According to Reuters, Stefan Hartung, CEO of German automotive parts supplier Bosch, stated that growth in the global automotive and commercial vehicle market is expected to be very slow this year and next.
Speaking at the IAA Transportation Trade Fair in Hannover, Germany, Hartung noted that current global demand for vehicles is lower than the automotive industry's expectations from five years ago. The number of vehicles produced in Europe is expected to fall short by several million compared to earlier projections. He also added that it will take several years for the market to return to previous levels of vehicle demand.

Hartung further mentioned that growth in the global electric vehicle (EV) market is also expected to slow, although sales of fully electric vehicles are still increasing compared to last year, driven by consumer interest in plug-in hybrid vehicles, including in China.
He emphasized that Bosch will continue with its electrification strategy, as market adjustments are normal.

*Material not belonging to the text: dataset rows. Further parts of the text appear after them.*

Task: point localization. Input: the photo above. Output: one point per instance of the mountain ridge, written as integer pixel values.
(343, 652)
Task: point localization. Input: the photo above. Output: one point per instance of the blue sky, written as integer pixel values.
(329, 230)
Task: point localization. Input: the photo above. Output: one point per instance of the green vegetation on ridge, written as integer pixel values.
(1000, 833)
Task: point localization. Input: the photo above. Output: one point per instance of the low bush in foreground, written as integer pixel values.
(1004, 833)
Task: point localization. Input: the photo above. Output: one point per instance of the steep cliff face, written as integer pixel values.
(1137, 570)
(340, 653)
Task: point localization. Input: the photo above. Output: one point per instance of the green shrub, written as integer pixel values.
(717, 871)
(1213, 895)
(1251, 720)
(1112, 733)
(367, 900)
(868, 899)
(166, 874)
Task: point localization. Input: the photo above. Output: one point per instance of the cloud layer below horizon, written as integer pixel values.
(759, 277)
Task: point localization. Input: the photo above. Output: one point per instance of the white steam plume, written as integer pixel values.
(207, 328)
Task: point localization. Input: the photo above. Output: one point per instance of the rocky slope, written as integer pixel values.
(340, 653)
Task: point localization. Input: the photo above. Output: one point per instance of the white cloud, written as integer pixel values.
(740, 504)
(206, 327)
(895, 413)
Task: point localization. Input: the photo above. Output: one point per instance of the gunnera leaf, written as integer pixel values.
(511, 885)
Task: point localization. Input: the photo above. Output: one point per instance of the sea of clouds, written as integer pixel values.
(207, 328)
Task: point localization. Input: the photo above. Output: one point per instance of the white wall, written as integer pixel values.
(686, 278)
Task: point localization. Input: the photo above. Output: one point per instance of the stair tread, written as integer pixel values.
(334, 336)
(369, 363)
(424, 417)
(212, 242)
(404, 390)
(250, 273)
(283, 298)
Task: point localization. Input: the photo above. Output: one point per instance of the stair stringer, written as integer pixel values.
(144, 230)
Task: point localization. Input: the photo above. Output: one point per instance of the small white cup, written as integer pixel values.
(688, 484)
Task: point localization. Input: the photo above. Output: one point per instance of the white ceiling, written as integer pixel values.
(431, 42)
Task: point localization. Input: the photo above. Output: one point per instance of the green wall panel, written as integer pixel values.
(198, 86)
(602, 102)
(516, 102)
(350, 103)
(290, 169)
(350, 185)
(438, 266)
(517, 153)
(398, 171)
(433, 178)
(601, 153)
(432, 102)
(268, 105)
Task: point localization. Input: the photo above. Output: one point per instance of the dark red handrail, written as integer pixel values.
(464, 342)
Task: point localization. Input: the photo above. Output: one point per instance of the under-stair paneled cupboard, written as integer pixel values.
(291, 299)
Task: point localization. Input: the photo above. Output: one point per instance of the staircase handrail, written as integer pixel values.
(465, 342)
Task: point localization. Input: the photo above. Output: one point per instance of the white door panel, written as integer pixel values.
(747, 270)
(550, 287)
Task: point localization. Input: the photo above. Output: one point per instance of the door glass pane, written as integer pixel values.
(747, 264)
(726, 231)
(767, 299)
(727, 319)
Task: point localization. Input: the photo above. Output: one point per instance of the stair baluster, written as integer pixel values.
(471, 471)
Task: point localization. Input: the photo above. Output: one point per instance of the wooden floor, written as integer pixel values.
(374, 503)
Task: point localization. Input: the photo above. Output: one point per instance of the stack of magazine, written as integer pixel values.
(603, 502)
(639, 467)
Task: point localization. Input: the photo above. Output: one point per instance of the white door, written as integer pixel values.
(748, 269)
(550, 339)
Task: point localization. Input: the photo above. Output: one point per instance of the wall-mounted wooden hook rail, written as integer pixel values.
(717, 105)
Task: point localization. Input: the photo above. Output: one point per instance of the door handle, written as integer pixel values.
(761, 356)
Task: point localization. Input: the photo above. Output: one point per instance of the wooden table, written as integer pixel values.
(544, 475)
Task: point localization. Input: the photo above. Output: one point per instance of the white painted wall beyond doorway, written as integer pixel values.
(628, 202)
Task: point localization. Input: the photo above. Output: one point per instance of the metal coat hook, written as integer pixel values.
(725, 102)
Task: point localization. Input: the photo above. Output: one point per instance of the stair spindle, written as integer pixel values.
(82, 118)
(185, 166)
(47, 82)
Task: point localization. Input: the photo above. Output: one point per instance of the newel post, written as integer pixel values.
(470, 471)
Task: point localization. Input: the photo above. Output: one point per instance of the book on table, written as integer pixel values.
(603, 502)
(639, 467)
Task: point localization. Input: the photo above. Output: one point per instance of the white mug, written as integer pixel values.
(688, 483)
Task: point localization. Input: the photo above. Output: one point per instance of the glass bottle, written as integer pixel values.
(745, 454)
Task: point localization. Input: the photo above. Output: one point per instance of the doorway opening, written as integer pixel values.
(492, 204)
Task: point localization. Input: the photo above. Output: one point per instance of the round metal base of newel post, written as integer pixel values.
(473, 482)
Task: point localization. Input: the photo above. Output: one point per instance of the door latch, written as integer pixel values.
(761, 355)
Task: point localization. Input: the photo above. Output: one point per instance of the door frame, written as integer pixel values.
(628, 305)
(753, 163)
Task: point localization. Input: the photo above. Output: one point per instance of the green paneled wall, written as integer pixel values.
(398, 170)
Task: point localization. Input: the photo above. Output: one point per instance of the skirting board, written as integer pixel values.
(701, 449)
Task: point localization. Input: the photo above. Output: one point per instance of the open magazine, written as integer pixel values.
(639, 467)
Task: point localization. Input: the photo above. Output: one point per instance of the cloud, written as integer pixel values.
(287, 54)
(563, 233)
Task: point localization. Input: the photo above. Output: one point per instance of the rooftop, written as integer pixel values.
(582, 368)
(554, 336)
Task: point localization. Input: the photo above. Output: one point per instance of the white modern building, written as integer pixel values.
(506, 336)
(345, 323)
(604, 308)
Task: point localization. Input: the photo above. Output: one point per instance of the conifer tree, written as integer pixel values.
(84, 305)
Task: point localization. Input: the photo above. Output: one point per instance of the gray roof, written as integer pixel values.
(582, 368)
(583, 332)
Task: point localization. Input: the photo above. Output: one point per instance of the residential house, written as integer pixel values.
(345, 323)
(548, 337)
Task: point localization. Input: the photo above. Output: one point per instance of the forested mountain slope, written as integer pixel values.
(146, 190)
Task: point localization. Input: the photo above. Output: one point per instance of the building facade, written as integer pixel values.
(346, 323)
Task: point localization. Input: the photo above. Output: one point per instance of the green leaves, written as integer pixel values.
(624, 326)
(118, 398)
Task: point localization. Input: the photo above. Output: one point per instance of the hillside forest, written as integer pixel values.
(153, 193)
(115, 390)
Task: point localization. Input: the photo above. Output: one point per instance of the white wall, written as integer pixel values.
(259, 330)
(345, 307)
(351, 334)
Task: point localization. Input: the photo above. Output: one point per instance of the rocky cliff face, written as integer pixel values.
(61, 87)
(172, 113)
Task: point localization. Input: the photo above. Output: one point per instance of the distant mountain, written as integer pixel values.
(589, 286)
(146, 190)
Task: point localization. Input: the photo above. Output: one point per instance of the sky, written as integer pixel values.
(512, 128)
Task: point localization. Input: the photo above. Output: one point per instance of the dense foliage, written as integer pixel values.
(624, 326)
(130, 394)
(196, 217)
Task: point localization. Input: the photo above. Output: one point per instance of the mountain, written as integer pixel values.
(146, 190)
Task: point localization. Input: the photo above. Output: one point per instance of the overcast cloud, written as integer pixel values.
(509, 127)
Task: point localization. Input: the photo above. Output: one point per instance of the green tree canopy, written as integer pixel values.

However, he reiterated that if customers delay orders for electric vehicle components, Bosch factories, including large plants, may face further layoffs.
In February this year, Bosch announced plans to cut about 3,500 jobs in its home appliances division by 2027. In April, Bosch further warned of additional cost-cutting measures and potential job cuts.
Global automakers are scaling back their electrification goals due to weakening demand for fully electric vehicles, driven by the lack of affordable models, slow deployment of charging infrastructure, escalating trade tensions, and increased competition from Chinese rivals.
European automakers are facing high labor and energy costs, as well as intensified competition from low-cost models produced by Asian competitors, who are shipping more vehicles to Europe.
Earlier this month, Volkswagen, Europe's top-selling automaker, announced that it is considering shutting down some of its factories in Germany to cut costs and compete with Asian rivals.